With each Office acquisition, the Company enters into a contractual arrangement, including a Management Agreement, which has a term of 40 years. Pursuant to these contractual arrangements, the Company provides all business and marketing services at the Offices, other than the provision of dental services, and it has long-term and unilateral control over the assets and business operations of each Office.
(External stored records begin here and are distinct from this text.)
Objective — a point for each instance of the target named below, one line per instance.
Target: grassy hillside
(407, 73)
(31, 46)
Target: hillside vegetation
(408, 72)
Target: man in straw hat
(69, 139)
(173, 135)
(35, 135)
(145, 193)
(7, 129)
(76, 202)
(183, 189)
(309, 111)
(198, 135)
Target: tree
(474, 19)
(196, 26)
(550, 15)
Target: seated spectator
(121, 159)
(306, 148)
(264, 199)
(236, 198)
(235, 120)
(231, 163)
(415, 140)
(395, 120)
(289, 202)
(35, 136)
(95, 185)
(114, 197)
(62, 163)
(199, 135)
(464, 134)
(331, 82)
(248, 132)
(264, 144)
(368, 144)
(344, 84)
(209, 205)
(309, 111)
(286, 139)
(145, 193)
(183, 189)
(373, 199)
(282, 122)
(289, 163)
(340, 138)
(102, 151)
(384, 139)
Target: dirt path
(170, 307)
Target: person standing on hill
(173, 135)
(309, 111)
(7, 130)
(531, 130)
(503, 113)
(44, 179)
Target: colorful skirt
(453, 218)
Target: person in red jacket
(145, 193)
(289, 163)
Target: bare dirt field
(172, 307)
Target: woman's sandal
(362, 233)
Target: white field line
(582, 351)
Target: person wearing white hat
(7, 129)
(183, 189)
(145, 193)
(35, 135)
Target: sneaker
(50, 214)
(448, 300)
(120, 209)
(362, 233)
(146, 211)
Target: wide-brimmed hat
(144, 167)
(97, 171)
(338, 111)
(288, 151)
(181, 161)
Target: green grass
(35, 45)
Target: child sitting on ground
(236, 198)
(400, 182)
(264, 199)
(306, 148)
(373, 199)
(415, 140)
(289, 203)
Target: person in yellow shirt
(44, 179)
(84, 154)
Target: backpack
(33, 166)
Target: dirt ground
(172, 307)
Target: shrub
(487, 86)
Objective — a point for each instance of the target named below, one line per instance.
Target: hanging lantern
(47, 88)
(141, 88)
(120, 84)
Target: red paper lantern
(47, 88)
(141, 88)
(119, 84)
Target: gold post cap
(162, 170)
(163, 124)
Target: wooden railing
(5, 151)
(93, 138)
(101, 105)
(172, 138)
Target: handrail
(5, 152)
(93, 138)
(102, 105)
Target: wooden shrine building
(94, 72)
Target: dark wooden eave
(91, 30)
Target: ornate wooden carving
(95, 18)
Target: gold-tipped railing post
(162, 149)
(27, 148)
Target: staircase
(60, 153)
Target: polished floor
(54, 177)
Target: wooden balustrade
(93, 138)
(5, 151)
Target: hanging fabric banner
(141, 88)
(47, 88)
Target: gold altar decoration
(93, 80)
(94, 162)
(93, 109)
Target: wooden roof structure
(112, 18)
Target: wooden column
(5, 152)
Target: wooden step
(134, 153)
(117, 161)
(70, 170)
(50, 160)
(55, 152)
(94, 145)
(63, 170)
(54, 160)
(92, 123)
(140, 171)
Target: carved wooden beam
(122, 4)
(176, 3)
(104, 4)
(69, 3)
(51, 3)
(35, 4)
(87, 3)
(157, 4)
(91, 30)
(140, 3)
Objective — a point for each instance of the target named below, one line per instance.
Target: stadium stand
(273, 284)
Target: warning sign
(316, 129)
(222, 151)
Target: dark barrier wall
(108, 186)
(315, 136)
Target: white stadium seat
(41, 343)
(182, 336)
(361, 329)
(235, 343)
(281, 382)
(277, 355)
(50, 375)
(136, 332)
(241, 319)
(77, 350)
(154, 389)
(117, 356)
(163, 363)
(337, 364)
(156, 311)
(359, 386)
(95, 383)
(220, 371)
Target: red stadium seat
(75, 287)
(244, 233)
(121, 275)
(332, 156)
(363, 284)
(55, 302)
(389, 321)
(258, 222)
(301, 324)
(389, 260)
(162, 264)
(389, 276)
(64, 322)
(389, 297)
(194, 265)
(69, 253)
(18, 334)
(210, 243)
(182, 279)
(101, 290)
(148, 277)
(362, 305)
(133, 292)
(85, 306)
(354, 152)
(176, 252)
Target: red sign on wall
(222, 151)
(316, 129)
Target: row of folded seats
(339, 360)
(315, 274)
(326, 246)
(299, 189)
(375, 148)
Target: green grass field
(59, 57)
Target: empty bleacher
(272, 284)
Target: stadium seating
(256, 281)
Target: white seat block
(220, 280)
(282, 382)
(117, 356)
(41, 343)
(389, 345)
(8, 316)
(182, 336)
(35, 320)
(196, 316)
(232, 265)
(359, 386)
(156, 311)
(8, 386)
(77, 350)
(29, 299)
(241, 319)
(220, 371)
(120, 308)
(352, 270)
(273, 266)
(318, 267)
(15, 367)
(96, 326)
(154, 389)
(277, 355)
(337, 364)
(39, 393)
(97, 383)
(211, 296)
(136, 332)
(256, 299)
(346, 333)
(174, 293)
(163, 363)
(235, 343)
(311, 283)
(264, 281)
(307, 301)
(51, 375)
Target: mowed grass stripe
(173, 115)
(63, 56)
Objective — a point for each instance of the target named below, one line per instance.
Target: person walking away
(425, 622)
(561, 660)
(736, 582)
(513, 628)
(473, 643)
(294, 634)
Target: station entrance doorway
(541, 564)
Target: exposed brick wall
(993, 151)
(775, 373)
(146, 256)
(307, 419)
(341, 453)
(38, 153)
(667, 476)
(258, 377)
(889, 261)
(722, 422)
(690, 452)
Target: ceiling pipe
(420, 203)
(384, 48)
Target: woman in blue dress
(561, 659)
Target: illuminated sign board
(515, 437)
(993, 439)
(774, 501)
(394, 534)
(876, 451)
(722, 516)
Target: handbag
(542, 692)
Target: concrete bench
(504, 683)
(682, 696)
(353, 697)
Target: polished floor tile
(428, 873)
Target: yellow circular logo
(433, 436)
Accordingly, acquisitions are considered business combinations and are accounted as such.

2009 Acquisitions

On September 30, 2009, the Company acquired the assets of an Arizona partnership and entered into a Management Agreement to manage the practice for a purchase price of $350,000, all payable in cash, and an estimated fair value of contingent liabilities of $718,000 assumed in this acquisition.  These contingent liabilities were recorded as of the date of acquisition, were payable beginning after four years from the acquisition date and were calculated at a multiple of then trailing twelve-month operating cash flows.  During the quarter ended December 31, 2011, the Company remeasured the value of the contingent liabilities and reduced it by $300,000 to $418,000.  The $300,000 was recognized as other income.  During the quarter ended September 30, 2013, the Company remeasured the fair value of the contingent liabilities and reduced it by $17,000 to $401,000.  The $17,000 was recognized as other income for the quarter.  The $401,000 of contingent liabilities became payable as of September 30, 2013.  The Company paid $201,000 in October 2013.  The remaining $200,000 was represented by a promissory note payable over five years with 5% interest.  The note was paid off during the quarter ended December 31, 2013 at a discounted value, and $22,000 was recognized as other income during the quarter.
 
On October 29, 2009, the Company acquired the assets of a second Arizona partnership and entered into a Management Agreement to manage the practice for a purchase price of $700,000, all payable in cash, and an estimated fair value of contingent liabilities of $850,000 assumed in this acquisition.  These contingent liabilities were recorded as of the date of acquisition, were payable beginning after four years from the acquisition date and were calculated at a multiple of the then trailing twelve-month operating cash flows.  During the quarter ended December 31, 2011, the Company remeasured the value of the contingent liabilities and reduced it by $250,000 to $600,000.  The $250,000 was recognized as other income.  During the quarter ended September 30, 2013, the Company remeasured the fair value of the contingent liabilities and reduced it by $179,000 to $421,000.  The $179,000 was recognized as other income during the quarter.
 
On December 30, 2009, the Company acquired the assets of a dental practice and entered into a Management Agreement to manage the practice for a purchase price of $340,000, all payable in cash, and an estimated fair value of contingent liabilities of $280,000 assumed in this acquisition.  These contingent liabilities were recorded as of the date of acquisition.  On November 2, 2011, the Company terminated this practice’s dentist for cause.  Pursuant to the purchase agreement, the Company paid $5,000 to terminate the agreement.  As a result, $280,000 of contingent liabilities were extinguished and recognized as other income during the quarter ended December 31, 2011.

The fair values of the acquisitions were based on significant inputs not observable in the market and are therefore defined as level 3 inputs under ASC Topic 820.  Key assumptions include the projected operating results of the acquired enterprises.

The Company did not acquire any Offices in 2011, 2012 or 2013.